I believe Piper’s selective interpretation of 1 Timothy 2:12 reveals the fact that the true ethos of the complementarian movement is not an effort to apply the Bible to the letter, but an effort to preserve a male-to-female hierarchy. In actuality, it’s less about preserving the authority of Scripture and more about preserving the authority of men. 

[To restate this: Complementarians want to frame the debate as being between those who support the authority of Scripture and those who reject the authority of Scripture. But it seems to me that the actual debate is between those who believe that Scripture most consistently presents hierarchy as the ideal and those who believe that Scripture most consistently presents hierarchy as less than ideal. This leaves BOTH sides with some explaining to do...because neither position is air-tight.]

So the real question is not, should “every word” of the Bible be applied literally? The real question is, are the hierarchies presented in the epistles of Peter and Paul culturally specific or universally ideal? 

I believe that they are culturally specific for a few reasons:

1. In nearly every case, the New Testament admonition for wives to submit to their husbands is either preceded or followed by the admonition for slaves to obey their masters. In fact, phrases like “likewise” or “in the same way” are used to link the two. So to say that the hierarchal structures presented in these passages are divinely instituted and inherently holy, raises some troubling questions about God’s view of slavery. 

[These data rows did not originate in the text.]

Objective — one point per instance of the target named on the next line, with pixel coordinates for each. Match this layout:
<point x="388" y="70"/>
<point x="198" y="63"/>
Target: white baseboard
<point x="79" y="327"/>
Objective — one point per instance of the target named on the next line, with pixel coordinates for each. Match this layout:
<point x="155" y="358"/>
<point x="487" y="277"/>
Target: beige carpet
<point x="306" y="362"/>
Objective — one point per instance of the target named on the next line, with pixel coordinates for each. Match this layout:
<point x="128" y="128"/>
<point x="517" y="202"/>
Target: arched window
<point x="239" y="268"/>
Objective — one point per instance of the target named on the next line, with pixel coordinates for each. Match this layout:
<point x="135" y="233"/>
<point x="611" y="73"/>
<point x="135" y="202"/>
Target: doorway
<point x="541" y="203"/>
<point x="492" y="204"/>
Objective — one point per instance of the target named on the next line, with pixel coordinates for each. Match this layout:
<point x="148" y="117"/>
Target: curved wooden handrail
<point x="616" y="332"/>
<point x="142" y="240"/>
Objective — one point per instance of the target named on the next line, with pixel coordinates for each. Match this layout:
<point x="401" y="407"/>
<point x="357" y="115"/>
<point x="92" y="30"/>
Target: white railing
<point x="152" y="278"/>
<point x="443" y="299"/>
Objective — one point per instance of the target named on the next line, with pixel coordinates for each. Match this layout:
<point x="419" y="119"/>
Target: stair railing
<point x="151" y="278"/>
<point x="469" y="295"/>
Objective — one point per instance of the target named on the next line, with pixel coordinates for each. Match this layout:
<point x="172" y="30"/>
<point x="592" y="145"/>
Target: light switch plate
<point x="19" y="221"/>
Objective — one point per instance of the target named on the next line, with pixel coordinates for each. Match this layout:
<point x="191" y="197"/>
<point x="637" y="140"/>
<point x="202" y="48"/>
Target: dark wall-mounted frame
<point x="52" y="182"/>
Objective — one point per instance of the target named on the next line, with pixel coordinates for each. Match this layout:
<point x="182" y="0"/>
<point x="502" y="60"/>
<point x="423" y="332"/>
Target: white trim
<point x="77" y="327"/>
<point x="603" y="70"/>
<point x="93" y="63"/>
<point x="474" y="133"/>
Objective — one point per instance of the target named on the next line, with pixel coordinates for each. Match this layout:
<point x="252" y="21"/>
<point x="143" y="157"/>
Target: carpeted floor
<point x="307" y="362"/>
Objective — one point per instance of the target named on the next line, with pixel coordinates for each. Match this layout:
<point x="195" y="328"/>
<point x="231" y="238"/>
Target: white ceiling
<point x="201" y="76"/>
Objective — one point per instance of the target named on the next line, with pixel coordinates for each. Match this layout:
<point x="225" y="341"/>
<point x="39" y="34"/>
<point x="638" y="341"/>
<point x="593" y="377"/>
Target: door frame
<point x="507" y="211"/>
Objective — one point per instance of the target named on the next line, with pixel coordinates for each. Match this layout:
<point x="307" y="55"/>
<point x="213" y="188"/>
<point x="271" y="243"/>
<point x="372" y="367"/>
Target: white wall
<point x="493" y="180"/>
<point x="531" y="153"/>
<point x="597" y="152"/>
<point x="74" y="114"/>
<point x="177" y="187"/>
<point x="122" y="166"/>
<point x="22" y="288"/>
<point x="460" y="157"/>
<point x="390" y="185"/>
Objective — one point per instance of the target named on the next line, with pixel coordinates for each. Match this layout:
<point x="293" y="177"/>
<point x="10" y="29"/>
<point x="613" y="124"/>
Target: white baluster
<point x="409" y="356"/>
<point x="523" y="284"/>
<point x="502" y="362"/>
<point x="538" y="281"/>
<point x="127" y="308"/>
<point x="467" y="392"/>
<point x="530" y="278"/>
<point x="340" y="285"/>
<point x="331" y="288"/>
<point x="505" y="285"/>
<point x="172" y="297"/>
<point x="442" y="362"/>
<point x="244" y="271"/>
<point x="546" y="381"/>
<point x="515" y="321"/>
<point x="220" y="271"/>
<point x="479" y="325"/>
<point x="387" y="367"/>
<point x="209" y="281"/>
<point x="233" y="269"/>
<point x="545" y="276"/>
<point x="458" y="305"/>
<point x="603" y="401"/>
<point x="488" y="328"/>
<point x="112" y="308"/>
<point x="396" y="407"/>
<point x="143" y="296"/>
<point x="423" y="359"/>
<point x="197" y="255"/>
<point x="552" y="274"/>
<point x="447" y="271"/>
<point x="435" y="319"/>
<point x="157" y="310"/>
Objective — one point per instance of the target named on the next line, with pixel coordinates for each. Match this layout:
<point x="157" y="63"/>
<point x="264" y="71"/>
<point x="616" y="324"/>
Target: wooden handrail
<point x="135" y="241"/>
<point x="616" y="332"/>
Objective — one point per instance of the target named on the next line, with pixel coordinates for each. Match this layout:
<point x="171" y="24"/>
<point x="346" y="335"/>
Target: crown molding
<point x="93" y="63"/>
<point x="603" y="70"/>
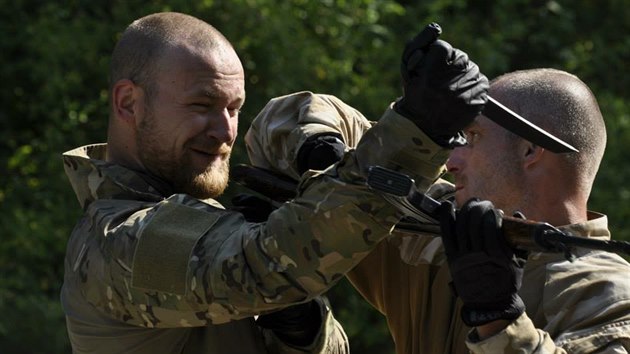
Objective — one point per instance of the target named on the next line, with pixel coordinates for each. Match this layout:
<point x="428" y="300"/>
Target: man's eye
<point x="234" y="111"/>
<point x="471" y="137"/>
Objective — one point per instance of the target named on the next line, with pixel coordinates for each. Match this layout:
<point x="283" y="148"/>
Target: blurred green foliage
<point x="53" y="97"/>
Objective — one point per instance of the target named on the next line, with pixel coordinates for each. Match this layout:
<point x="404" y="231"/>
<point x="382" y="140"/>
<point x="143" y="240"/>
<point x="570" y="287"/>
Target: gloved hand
<point x="254" y="208"/>
<point x="296" y="325"/>
<point x="486" y="272"/>
<point x="443" y="90"/>
<point x="320" y="151"/>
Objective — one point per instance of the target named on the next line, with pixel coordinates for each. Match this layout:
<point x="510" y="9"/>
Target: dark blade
<point x="520" y="126"/>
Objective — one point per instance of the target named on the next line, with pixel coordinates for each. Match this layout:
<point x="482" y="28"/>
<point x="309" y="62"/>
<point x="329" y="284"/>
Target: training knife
<point x="520" y="126"/>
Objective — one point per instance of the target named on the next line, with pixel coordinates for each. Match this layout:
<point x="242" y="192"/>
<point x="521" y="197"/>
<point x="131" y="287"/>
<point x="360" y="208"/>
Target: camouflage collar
<point x="94" y="178"/>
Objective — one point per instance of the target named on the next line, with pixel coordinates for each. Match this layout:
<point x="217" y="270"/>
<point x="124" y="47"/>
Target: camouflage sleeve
<point x="279" y="130"/>
<point x="184" y="262"/>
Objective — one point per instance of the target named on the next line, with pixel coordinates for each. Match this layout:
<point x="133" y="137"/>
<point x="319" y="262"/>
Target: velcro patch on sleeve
<point x="165" y="246"/>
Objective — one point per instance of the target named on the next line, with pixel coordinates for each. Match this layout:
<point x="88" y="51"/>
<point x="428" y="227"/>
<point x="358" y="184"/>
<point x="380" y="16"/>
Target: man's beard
<point x="179" y="171"/>
<point x="209" y="184"/>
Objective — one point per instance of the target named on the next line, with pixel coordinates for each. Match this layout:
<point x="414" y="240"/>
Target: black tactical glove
<point x="320" y="151"/>
<point x="443" y="90"/>
<point x="254" y="208"/>
<point x="296" y="325"/>
<point x="486" y="272"/>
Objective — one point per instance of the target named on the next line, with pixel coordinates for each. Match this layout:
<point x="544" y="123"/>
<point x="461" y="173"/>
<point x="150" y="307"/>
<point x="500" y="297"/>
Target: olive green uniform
<point x="578" y="307"/>
<point x="150" y="271"/>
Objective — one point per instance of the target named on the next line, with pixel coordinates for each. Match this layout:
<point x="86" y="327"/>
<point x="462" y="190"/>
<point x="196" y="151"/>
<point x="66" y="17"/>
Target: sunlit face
<point x="489" y="167"/>
<point x="187" y="133"/>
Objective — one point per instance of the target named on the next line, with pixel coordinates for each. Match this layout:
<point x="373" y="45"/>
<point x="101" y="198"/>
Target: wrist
<point x="489" y="329"/>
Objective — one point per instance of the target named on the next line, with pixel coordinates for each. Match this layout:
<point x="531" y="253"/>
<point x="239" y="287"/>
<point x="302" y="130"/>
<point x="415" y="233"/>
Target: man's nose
<point x="455" y="161"/>
<point x="222" y="126"/>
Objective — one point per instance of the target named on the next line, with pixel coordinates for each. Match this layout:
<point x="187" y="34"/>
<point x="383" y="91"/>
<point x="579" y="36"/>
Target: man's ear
<point x="531" y="153"/>
<point x="128" y="101"/>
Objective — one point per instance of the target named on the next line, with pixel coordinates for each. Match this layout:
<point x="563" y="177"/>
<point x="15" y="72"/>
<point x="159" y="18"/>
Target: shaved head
<point x="146" y="41"/>
<point x="563" y="105"/>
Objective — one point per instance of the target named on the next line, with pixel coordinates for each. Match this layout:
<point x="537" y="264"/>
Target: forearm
<point x="519" y="336"/>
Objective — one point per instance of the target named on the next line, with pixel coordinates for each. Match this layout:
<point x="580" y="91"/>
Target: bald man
<point x="561" y="307"/>
<point x="157" y="265"/>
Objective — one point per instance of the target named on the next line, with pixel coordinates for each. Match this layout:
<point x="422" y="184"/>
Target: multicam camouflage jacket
<point x="572" y="307"/>
<point x="151" y="271"/>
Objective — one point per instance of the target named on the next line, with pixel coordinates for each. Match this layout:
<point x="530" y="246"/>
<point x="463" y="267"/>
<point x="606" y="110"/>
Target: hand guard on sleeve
<point x="254" y="208"/>
<point x="320" y="151"/>
<point x="486" y="272"/>
<point x="296" y="325"/>
<point x="443" y="90"/>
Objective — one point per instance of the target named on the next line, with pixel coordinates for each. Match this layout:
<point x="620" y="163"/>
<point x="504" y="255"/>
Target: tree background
<point x="53" y="97"/>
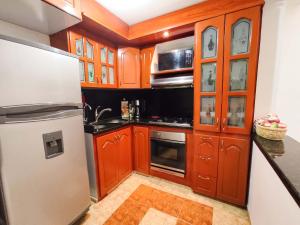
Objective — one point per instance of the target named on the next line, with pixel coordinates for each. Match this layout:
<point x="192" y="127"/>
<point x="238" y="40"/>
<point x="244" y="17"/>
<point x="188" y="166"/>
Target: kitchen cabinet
<point x="225" y="74"/>
<point x="208" y="72"/>
<point x="71" y="7"/>
<point x="146" y="58"/>
<point x="97" y="61"/>
<point x="141" y="149"/>
<point x="129" y="68"/>
<point x="233" y="169"/>
<point x="107" y="150"/>
<point x="205" y="169"/>
<point x="114" y="158"/>
<point x="124" y="153"/>
<point x="240" y="66"/>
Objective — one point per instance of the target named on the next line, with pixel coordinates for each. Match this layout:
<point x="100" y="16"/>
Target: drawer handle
<point x="203" y="178"/>
<point x="205" y="158"/>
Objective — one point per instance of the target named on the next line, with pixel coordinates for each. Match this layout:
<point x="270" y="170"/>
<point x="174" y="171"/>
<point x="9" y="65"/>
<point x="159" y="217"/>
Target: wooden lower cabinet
<point x="107" y="160"/>
<point x="233" y="170"/>
<point x="220" y="167"/>
<point x="124" y="153"/>
<point x="141" y="149"/>
<point x="206" y="151"/>
<point x="114" y="159"/>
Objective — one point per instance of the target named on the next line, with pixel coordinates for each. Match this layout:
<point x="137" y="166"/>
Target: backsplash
<point x="159" y="102"/>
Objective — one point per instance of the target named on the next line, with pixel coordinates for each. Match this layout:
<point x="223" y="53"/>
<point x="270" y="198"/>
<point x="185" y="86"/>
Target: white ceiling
<point x="134" y="11"/>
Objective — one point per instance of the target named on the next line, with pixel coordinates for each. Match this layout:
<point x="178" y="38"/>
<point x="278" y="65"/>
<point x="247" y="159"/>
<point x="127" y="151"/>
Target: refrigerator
<point x="43" y="167"/>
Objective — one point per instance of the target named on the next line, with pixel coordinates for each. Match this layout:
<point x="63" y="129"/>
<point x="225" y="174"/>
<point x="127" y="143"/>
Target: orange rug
<point x="147" y="203"/>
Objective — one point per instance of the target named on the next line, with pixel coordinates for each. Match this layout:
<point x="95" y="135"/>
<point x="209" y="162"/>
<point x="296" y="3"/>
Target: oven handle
<point x="167" y="140"/>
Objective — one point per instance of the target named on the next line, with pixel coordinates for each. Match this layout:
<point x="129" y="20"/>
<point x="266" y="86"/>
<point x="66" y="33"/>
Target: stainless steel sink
<point x="100" y="126"/>
<point x="115" y="121"/>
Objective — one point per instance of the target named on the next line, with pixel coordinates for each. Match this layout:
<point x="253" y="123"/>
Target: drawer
<point x="205" y="185"/>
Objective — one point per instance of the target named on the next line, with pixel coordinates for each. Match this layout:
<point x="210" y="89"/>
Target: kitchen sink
<point x="115" y="121"/>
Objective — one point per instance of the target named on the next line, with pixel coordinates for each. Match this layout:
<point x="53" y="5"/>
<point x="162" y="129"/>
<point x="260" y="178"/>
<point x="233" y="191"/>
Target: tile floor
<point x="102" y="212"/>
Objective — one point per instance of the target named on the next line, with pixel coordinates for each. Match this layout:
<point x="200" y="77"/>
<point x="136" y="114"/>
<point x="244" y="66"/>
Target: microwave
<point x="176" y="59"/>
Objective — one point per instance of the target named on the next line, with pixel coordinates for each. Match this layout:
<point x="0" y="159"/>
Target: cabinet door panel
<point x="233" y="170"/>
<point x="107" y="156"/>
<point x="141" y="149"/>
<point x="205" y="185"/>
<point x="206" y="151"/>
<point x="124" y="153"/>
<point x="240" y="67"/>
<point x="208" y="72"/>
<point x="129" y="68"/>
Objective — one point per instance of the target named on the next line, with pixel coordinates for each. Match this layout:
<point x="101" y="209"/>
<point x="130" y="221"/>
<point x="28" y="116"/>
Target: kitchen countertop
<point x="113" y="126"/>
<point x="284" y="157"/>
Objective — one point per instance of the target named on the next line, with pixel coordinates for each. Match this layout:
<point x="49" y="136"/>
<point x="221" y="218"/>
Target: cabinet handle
<point x="203" y="178"/>
<point x="222" y="145"/>
<point x="205" y="158"/>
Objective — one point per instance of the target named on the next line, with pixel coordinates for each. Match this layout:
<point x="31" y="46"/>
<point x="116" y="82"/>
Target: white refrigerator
<point x="43" y="168"/>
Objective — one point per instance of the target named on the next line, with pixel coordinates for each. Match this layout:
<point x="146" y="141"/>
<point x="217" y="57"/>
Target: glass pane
<point x="111" y="75"/>
<point x="89" y="50"/>
<point x="81" y="71"/>
<point x="236" y="111"/>
<point x="103" y="55"/>
<point x="79" y="47"/>
<point x="91" y="72"/>
<point x="240" y="37"/>
<point x="238" y="74"/>
<point x="207" y="110"/>
<point x="209" y="43"/>
<point x="110" y="57"/>
<point x="208" y="79"/>
<point x="104" y="75"/>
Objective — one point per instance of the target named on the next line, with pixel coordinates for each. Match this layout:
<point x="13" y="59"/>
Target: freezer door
<point x="31" y="75"/>
<point x="39" y="189"/>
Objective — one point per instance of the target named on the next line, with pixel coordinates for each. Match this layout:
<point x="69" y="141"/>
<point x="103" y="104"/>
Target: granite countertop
<point x="284" y="157"/>
<point x="123" y="123"/>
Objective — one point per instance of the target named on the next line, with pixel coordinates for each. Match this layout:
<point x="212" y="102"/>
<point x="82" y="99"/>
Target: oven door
<point x="167" y="154"/>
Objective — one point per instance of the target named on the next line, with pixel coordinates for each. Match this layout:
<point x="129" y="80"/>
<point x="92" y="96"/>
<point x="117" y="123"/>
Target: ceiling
<point x="135" y="11"/>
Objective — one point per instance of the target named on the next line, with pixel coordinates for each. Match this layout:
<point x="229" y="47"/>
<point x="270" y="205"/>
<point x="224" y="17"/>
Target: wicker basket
<point x="277" y="134"/>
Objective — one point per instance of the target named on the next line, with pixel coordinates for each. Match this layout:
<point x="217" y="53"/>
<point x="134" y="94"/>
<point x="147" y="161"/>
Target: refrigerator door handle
<point x="39" y="116"/>
<point x="35" y="108"/>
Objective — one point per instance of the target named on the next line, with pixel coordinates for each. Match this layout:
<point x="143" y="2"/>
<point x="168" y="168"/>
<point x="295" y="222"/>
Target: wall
<point x="162" y="102"/>
<point x="278" y="70"/>
<point x="13" y="30"/>
<point x="269" y="202"/>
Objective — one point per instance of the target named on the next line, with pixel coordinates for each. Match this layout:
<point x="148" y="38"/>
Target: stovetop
<point x="172" y="121"/>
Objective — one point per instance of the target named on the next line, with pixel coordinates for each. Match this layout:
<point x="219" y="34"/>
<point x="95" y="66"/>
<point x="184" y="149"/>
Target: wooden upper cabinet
<point x="87" y="51"/>
<point x="108" y="162"/>
<point x="124" y="153"/>
<point x="129" y="68"/>
<point x="146" y="59"/>
<point x="208" y="73"/>
<point x="71" y="7"/>
<point x="233" y="170"/>
<point x="141" y="149"/>
<point x="242" y="31"/>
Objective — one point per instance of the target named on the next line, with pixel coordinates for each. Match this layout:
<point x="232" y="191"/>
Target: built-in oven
<point x="168" y="152"/>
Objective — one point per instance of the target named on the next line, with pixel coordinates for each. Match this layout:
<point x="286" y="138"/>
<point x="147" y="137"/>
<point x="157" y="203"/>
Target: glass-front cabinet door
<point x="86" y="50"/>
<point x="240" y="62"/>
<point x="208" y="72"/>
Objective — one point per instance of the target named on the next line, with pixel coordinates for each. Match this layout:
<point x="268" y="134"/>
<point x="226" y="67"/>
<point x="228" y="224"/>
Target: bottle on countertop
<point x="124" y="109"/>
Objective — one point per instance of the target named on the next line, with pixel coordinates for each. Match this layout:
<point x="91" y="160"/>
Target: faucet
<point x="85" y="118"/>
<point x="98" y="115"/>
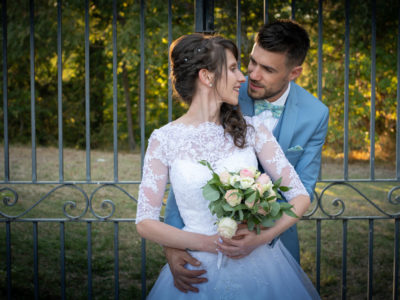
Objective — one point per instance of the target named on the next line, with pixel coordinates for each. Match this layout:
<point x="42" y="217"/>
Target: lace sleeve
<point x="154" y="180"/>
<point x="274" y="161"/>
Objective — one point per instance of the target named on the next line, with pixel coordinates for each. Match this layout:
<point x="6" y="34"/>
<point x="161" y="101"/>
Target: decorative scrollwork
<point x="337" y="202"/>
<point x="70" y="204"/>
<point x="107" y="202"/>
<point x="390" y="194"/>
<point x="7" y="200"/>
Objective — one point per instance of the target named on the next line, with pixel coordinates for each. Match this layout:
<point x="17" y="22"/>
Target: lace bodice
<point x="175" y="150"/>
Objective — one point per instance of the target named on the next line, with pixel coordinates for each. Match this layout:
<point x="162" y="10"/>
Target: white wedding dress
<point x="174" y="151"/>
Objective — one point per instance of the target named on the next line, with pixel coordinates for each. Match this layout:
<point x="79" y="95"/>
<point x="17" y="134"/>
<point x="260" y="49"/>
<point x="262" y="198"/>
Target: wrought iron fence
<point x="204" y="21"/>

2. In other places in Scripture we see women teaching and having authority over men. (See Deborah, Huldah, Junia, Priscilla, and many others.) So perhaps male-only authority is not a universal ideal. 

3. Jesus consistently taught his disciples to turn hierarchy on its head. “The last will be first and the first will be last,” he said (Matthew 20:16). “Whoever is considered greatest among you must become like a servant,” he said (Matthew 23:11). Jesus himself did  not consider equality with God a thing to be grasped but humbled himself to the point of death, and asked his followers to humble themselves in the same way too (Philippians 2:6).

Of course this position is up for debate, and we can get into more details about it later.

My main point is that pointing our fingers at one another and shouting “You pick and choose! You pick and choose!” is getting us nowhere. 

 Instead let’s start by saying. “Okay, we all pick and choose. We are all selective when it comes to biblical application. Now let’s talk about why we pick and choose the way that we do.” 

Because that’s where the debate gets clean, and that’s where the debate gets interesting.